D1 Oils Asia Pacific, a subsidiary of D1 Oils UK, plans to build an extraction plant using jatropha as a raw material in the making of biodiesel. The company says it will build the plant after a sufficient number of hectares of jatropha are planted. To date, D1 has planted over 1000 ha of jatropha through various contract-farming arrangements.
D1 is supplying farmers in the Mindanao region with planting materials and technical assistance and is also in talks with the Land Bank of the Philippines to arrange financing for farmers. They are also in the process of acquiring property throughout the country to establish company controlled jatropha plantations to provide the feedstock used in making biodiesel.
The government is keen to see investment in the sector flourish and has offered tax incentives to biofuel projects. State-owned Development Bank of the Philippines has a $97.5m fund, which is allocated to subsidising biofuel projects. "We provide free technical assistance and advice for those looking to develop new projects here in the Philippines," Armando O Samia, head of marketing at the Corporate Banking Development Bank of the Philippines, told OBG. "The amount of money allocated to a particular project depends on the parameters of the project."
In May, PNOC-Alternative Fuels, a subsidiary of state-owned Philippine National Oil signed a deal worth $1.3bn with British company NRG Chemical Engineering to build a biodiesel refinery, two ethanol plants and a 970,000 ha jatropha plantation in the Philippines. The joint venture will be 70% owned by NRG Chemical. According to Chris de Lavigne, corporate adviser of NRG Chemical, the Philippine's location, climate and the state's efforts in promoting biofuels led to the decision to invest. The refinery is expected to be commercially operational by 2008 and have an initial capacity of at least 350,000 tonnes a year. Until the jatropha plantation is mature, the refinery will use coconut and vegetable oil as feedstock.
The latest company to announce its investment plans is E-Cane Fuel, a US firm that will build a $150m ethanol processing facility in Central Luzon. The plant will process sugar cane as a primary feedstock. Contracts have already been signed with sugar cane farmers in Tarlac, Pampanga and Nueva Ecija to lease lands to the company over 25 years to grow materials to be used for ethanol production. This is the E-Cane's first foray into Asia and also its biggest investment in the biofuel industry to date. The company already has bioethanol-related operations in Latin America and Columbia. Full commercial operation is expected by 2009.

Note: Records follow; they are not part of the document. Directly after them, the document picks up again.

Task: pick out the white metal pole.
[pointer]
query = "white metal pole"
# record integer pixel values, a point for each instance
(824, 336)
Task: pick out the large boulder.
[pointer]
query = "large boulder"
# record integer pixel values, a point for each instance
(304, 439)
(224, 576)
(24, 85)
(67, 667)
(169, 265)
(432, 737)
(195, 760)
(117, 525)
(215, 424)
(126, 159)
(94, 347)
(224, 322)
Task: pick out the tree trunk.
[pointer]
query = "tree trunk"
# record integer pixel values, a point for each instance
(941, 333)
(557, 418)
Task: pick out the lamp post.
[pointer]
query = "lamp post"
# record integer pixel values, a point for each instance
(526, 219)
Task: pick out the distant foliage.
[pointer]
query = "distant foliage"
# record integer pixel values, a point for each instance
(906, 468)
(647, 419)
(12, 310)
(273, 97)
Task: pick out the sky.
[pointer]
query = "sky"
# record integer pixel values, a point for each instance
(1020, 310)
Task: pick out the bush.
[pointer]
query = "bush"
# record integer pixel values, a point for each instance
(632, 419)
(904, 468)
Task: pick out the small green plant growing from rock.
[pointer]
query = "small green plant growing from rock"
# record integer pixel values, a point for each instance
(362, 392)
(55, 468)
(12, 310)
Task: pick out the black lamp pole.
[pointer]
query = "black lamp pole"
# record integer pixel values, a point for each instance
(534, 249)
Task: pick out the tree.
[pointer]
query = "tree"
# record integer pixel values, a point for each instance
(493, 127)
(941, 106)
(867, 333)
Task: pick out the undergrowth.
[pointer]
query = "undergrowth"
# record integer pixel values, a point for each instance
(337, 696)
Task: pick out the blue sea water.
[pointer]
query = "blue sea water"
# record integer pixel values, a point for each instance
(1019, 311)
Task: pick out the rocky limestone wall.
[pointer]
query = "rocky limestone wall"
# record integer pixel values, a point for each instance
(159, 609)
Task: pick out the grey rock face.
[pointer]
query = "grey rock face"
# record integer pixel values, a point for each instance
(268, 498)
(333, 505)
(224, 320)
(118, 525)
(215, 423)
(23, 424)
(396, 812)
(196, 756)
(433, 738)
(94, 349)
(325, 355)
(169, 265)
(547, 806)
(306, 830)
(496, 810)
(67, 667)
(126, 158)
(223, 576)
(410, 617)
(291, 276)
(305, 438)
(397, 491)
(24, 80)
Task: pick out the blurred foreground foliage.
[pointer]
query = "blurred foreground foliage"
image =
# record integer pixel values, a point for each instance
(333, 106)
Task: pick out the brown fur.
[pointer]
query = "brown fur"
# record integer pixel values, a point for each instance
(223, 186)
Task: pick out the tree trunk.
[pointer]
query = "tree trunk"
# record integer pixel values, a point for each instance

In addition to the interest from the US and UK, the Chinese are also eyeing investment in the Philippines' biofuel sector. At the end of May, Philippine oil company Eastern Petroleum signed a $350m agreement with Guanxi Group of China in an evenly split joint venture for the construction of an ethanol plant using cassava as feedstock. The companies are expected to develop 10,000 ha into a plantation to grow feedstock with the ethanol plant expected to be built over the next five years.